There are a number of ways to do this. I generally use a simple approach which assesses the statistical difference in distributions between the abundance values from all the members of a pathway in all the group members from one group with those from the other group using a t test.

Caveat

This is a ‘bag of values’ approach and it does not pay attention to the relationships between values in different groups (i.e. that each group has measurements for the same component). There are likely issues that rise because of this and caveats associated with it. However, it works fairly well.

Description

In this example we are assessing the enrichment of pathways in a group of short surviving patients versus in a group of long surviving
patients. We can also do a single patient-to-patient comparison or compare a single patient to a group of patients.

Interpretation

Better corrected p-values are more enriched. However, you can get good p-values when the algorithm only considers a limited number of components from a pathway. That is, the pathway may have 30 members and the p-value is coming from values from just 3 members. You can look at the ingroup_n column from the result matrix to see this (and screen out if desired).

It is VERY important to also consider the effect size. That is, the difference between the mean of one group and the mean of the other group. If there are large numbers of components in the pathway being compared it is relatively easy to get a significant p value with small effect size. Though this may be a real difference it is often not as interesting as a smaller group with worse p value and greater effect size.

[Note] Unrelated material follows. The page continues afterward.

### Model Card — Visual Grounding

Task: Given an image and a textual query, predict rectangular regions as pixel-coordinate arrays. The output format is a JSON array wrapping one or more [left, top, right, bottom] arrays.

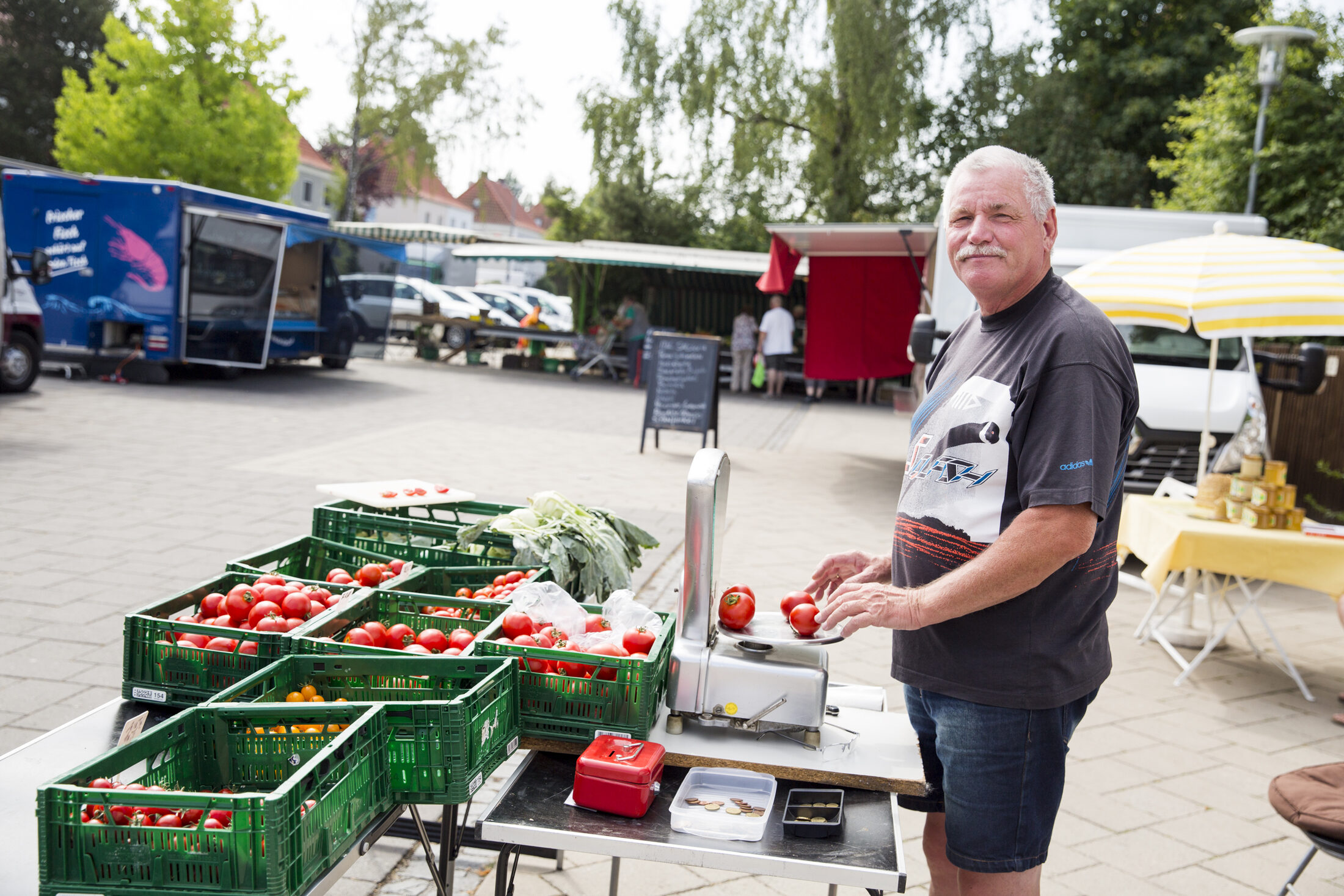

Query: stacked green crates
[[210, 645, 519, 804], [38, 704, 394, 896], [121, 572, 362, 707], [313, 501, 516, 567], [472, 603, 676, 743]]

You can look at the effect size by comparing the ingroup_mean and outgroup_mean columns.

# in this example we lump a bunch of patients together (the 'short survivors')
# and compare them to another group (the 'long survivors')

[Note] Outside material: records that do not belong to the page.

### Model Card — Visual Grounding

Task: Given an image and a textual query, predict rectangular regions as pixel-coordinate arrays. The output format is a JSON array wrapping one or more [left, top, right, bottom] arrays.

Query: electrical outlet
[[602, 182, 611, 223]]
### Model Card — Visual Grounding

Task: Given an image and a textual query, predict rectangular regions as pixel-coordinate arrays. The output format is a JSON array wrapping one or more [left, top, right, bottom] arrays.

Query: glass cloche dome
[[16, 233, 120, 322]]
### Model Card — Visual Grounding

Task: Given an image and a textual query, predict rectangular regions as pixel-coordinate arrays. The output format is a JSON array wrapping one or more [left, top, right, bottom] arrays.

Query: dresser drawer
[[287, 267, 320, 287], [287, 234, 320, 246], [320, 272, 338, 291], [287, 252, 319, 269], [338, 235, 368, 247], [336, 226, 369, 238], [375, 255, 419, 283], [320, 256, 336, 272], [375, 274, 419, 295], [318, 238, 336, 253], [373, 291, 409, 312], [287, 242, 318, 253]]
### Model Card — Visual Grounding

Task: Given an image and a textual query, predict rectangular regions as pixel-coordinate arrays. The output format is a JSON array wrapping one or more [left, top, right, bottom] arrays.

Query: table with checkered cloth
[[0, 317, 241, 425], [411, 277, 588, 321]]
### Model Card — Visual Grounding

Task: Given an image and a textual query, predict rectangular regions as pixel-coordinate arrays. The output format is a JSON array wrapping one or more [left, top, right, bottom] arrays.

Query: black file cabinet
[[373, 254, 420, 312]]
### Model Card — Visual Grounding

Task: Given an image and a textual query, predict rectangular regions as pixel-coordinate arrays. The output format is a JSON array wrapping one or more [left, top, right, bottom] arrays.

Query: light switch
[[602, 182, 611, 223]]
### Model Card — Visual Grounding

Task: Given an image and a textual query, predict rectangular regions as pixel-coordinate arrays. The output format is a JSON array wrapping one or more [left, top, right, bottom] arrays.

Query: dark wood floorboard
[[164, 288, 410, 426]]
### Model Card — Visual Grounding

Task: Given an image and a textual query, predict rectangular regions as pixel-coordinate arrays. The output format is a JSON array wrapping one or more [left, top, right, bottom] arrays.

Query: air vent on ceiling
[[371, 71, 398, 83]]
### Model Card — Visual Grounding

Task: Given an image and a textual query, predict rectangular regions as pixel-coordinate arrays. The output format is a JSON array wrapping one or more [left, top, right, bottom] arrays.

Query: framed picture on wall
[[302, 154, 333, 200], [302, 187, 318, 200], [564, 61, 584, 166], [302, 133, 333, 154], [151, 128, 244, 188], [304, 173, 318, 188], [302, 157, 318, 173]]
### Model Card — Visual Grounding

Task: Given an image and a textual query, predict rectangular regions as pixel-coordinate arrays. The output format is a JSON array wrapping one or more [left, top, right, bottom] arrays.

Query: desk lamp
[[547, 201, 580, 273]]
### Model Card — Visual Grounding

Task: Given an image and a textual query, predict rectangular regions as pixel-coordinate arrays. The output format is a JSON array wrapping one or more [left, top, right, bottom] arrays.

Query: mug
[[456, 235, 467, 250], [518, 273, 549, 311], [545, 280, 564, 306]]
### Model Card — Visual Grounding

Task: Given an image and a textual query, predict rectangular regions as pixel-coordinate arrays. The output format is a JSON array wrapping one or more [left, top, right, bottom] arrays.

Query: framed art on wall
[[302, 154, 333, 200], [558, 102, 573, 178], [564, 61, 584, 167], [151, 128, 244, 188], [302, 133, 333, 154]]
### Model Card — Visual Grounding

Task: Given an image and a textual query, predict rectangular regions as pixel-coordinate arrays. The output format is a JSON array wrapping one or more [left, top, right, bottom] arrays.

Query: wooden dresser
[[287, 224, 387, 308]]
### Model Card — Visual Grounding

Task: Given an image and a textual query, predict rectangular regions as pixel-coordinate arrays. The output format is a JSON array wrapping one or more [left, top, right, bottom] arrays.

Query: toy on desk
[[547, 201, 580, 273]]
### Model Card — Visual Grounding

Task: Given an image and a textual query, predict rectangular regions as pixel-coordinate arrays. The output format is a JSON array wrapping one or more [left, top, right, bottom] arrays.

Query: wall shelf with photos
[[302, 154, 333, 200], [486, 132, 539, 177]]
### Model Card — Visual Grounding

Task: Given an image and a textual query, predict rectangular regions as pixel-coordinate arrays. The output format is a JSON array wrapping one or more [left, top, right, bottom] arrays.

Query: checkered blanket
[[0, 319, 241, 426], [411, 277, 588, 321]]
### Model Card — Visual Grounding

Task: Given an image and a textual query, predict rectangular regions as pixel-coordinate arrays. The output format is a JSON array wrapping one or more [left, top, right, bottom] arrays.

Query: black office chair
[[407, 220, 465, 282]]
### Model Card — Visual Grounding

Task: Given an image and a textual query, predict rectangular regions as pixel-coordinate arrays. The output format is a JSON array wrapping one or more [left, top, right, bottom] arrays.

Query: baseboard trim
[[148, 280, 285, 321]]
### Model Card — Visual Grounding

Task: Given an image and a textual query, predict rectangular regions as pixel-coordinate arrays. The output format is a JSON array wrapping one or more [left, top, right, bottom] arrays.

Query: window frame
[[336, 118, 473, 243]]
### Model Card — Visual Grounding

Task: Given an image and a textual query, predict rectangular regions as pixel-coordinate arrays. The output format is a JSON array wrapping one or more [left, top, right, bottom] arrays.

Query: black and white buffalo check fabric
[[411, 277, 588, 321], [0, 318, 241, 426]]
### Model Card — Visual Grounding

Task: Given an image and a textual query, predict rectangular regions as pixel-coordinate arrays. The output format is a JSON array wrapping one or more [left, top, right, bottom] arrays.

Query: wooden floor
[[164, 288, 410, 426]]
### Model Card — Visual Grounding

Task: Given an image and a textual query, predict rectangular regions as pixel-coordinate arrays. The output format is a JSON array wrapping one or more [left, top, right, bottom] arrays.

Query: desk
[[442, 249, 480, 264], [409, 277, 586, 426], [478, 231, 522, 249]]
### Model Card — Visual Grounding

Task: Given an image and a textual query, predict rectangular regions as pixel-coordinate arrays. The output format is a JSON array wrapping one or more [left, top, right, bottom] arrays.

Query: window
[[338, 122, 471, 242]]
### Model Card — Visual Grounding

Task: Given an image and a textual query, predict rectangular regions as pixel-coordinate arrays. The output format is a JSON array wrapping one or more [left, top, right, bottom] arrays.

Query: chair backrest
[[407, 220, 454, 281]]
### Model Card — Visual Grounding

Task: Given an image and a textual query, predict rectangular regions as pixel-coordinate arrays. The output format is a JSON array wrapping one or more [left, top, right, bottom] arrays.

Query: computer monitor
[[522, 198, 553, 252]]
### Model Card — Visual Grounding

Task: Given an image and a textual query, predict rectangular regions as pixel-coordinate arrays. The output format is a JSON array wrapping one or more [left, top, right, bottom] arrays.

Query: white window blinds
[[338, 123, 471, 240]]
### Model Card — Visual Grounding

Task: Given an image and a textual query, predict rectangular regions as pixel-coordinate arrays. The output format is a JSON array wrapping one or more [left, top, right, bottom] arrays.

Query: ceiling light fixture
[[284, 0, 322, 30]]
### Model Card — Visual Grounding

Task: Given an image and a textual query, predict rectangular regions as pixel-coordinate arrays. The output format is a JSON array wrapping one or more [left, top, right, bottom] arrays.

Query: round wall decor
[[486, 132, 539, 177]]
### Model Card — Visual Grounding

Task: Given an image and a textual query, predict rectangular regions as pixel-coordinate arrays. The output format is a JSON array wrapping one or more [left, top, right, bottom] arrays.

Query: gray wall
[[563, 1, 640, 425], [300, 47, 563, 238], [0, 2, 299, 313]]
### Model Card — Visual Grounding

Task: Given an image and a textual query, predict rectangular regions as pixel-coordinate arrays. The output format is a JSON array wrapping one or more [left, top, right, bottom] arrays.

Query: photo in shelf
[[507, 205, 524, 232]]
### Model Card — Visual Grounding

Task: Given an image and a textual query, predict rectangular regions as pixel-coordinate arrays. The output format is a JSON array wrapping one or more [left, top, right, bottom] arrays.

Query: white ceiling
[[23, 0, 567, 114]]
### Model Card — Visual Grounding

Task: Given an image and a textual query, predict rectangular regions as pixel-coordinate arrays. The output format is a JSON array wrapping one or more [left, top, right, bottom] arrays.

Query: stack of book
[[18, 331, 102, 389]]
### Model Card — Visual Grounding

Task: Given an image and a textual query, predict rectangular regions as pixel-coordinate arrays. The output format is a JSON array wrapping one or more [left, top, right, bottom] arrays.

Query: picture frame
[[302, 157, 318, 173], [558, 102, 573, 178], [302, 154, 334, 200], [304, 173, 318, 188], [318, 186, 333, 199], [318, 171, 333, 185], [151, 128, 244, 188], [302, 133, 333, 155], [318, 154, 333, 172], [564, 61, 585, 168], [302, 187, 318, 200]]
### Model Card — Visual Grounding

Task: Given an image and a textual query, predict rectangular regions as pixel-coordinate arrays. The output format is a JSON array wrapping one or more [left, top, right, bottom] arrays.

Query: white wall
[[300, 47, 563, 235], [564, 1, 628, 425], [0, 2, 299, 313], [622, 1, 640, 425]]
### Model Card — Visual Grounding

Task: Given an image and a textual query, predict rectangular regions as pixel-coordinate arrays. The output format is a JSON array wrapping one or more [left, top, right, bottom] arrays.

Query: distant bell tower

### using enrichment_wrapper function
protdata.enrichment.svl <- leapR::leapR(
  geneset = ncipid,
  enrichment_method = "enrichment_comparison",
  eset = pset,
  assay_name = "proteomics",
  primary_columns = shortlist,
  secondary_columns = longlist
)

or <- order(unlist(protdata.enrichment.svl[, "pvalue"]))
rmarkdown::paged_table(protdata.enrichment.svl[or, cols_to_display])

# another application is to compare just one patient against another
# (this would be the  equivalent of comparing one time point to another)

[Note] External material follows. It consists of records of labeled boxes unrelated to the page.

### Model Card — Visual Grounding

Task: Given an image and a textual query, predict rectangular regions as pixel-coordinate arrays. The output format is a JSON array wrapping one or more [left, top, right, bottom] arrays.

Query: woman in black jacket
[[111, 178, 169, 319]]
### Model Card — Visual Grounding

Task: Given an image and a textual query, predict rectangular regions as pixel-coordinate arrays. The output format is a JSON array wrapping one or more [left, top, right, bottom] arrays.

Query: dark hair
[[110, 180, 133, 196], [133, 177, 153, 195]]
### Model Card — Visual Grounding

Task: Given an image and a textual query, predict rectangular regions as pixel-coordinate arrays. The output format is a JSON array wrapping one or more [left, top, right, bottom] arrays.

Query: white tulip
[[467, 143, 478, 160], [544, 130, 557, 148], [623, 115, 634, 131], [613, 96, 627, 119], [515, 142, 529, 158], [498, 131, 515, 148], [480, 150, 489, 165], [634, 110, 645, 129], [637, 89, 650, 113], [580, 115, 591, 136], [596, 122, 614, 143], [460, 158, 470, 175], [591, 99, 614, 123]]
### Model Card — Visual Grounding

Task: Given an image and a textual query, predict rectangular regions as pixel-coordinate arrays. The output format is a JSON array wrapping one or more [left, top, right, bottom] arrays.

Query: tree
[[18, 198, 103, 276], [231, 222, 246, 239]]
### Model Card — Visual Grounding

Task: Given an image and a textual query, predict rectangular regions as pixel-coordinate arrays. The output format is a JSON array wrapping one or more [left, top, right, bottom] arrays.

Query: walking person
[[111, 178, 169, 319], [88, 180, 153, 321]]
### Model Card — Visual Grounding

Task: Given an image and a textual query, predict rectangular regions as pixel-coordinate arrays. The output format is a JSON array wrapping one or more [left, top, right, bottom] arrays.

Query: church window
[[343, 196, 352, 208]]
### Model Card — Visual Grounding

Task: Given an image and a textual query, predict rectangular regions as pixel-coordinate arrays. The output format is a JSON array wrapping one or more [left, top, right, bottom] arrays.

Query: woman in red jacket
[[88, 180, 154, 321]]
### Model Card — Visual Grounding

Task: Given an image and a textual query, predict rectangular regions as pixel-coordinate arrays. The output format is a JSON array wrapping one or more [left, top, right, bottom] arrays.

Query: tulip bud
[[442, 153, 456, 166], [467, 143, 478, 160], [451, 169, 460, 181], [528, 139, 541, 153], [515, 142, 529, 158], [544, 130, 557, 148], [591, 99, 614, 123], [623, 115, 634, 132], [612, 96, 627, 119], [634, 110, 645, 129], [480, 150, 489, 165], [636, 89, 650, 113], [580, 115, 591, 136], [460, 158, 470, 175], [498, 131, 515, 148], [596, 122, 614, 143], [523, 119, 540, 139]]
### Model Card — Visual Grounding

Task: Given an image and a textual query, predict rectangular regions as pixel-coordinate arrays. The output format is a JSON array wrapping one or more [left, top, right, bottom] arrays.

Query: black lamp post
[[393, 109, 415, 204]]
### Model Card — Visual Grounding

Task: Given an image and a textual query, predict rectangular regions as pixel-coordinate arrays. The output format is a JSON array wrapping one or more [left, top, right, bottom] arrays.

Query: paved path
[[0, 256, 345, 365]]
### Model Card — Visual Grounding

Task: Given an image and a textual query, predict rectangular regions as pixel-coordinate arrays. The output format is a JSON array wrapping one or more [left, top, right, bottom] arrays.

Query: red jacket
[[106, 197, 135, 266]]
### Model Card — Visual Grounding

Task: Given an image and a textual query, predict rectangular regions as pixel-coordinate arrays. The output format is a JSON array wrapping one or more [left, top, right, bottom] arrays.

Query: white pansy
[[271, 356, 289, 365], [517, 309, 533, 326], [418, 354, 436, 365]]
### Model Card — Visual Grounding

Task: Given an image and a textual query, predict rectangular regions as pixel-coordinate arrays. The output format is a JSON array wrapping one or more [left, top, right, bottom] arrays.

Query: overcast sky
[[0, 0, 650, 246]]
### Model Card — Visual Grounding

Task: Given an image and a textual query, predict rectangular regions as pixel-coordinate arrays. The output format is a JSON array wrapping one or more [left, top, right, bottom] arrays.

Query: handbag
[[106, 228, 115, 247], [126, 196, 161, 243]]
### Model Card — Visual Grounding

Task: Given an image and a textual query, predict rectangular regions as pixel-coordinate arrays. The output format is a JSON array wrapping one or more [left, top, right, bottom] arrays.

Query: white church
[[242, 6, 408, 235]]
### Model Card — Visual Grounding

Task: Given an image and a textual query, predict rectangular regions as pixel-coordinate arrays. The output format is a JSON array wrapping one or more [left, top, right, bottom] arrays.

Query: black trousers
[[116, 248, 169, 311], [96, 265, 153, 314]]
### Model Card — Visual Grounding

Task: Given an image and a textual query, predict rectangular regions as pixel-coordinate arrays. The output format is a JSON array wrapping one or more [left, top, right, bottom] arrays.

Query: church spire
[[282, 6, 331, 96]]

### using enrichment_wrapper function
protdata.enrichment.svl.ovo <- leapR::leapR(
  geneset = ncipid,
  enrichment_method = "enrichment_comparison",
  eset = pset,
  assay_name = "proteomics",
  primary_columns = shortlist[1],
  secondary_columns = longlist[1]
)
or <- order(unlist(protdata.enrichment.svl.ovo[, "pvalue"]))
rmarkdown::paged_table(protdata.enrichment.svl.ovo[or, cols_to_display])

When we only compare one sample to another, we get no enriched pathways.

Fisher’s exact test

For this test I use Fisher’s exact which is a simple comparison of the overlap of two sets (think of it like a statistical Venn diagram with two groups). It’s also referred to as a hypergeometric test.

Caveats

Caveat 1. Fisher’s exact does not consider abundance values but only lists of components. Generally this requires some separation of a group of interest using differential expression, module membership (from a network for example), or some other method.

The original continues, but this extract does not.